Struan kniff die Lippen zusammen und schluckte verlegen. »Zweifelst du an unserer Freundschaft, weil ich dir nichts gesagt
habe?«
|42| »Dummkopf«, tadelte Gero ihn leise. »Meinst du, mir ist nicht aufgefallen, dass da was im Busche ist? Ich habe zufällig mitbekommen,
wie sie dir das erste Mal schöne Augen gemacht hat. Schon damals drängte sich mir die Frage auf, ob das gut gehen kann.«
Nach Geros Meinung gehörte Struan mit seinen fünfundzwanzig Lenzen nicht zu jener Sorte von Männern, die ohne Sinn und Verstand
jeder dahergelaufenen Frau verfielen. Es war sicher auch nicht so, dass ihn der Anblick eines hübschen Mädchens völlig unberührt
ließ, aber bei Amelie Bratac verhielt es sich ein wenig anders. Ihr Vater, der Wein- und Keramikhändler Alphonse Bratac, war
dem Orden äußerst verbunden, und Amelie half ihm bei der anfallenden Buchführung und Auslieferung seiner Waren. Im Gegensatz
zu den überwiegend ungebildeten Mädchen ihres Standes war sie des Lesens, Schreibens und Rechnens kundig. Darüber hinaus war
sie mit einer solch überirdischen Schönheit gesegnet, dass das Einhalten gewisser Ordensregeln leicht zur Tortur werden konnte.

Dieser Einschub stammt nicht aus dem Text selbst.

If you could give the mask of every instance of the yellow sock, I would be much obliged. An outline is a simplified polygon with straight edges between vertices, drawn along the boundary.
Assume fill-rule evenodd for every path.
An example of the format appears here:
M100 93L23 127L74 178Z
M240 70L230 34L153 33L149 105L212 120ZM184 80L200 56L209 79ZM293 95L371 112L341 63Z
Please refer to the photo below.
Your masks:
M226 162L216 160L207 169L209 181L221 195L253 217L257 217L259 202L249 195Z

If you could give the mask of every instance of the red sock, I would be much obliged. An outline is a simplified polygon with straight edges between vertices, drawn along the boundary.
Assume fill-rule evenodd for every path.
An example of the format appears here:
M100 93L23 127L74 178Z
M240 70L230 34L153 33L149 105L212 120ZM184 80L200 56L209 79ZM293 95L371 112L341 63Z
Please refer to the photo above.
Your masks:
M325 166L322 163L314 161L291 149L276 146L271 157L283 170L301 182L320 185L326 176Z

»Und, wirst du mich jetzt verpfeifen?« Struans Stimme, die ohnehin stets den Eindruck erweckte, als hätte sie jemand mit Sand
geschmirgelt, klang noch rauer als gewöhnlich.
»Wie kannst du so etwas auch nur denken!«, entgegnete Gero entrüstet.

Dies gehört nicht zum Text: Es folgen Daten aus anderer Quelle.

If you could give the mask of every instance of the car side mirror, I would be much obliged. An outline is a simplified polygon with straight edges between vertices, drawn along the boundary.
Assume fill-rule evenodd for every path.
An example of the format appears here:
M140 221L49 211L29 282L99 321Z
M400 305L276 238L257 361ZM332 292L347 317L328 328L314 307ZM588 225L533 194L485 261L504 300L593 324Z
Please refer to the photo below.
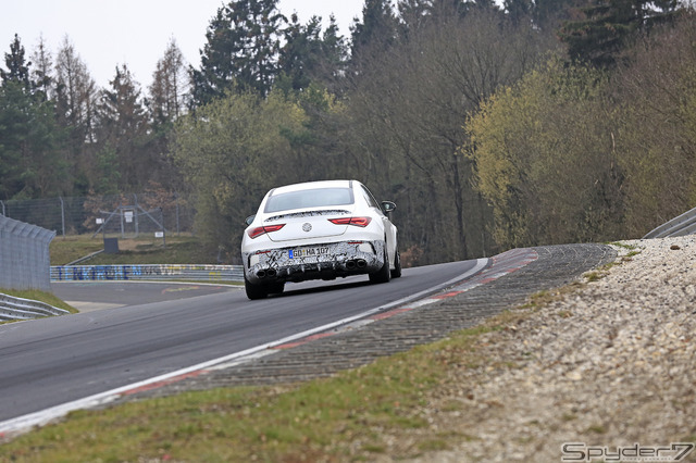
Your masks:
M382 201L382 210L388 215L396 210L396 204L391 201Z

Struan schluckte hart. Während er Gero mit seinen schwarzen Augen ansah, drückte seine ganze Körperhaltung Unsicherheit, aber
auch Kummer aus.
»Es wäre allerdings nicht gut, wenn dein Fehltritt in der momentanen Lage ans Licht käme«, fuhr Gero fort. »Die Ordensleitung
wird wohl kaum erfreut sein, wenn Papst und König sich in ihrer Annahme bestätigt sehen, dass bei den Templern allzu lockere
Sitten herrschen. Das könnte dich den Mantel kosten.«
Ein unechtes, heiseres Lachen entwich Struans Kehle. »Das ist im Augenblick mein geringstes Problem.«
Gero rückte näher an ihn heran und legte ihm vertrauensvoll eine Hand auf die mächtige Schulter. »Es gibt nichts, was sich
nicht regeln ließe.«
»Nicht hier«, zischte Struan und fuhr sich nervös mit den Fingern durch die schwarzen, kurzen Haare. Er blickte dabei nach
allen Seiten, |43| um sicher zu gehen, dass keine ungebetenen Zeugen in der Nähe lauerten.
Dann machte er kehrt und wandte sich den Waschräumen zu, während Gero ihn unaufgefordert begleitete.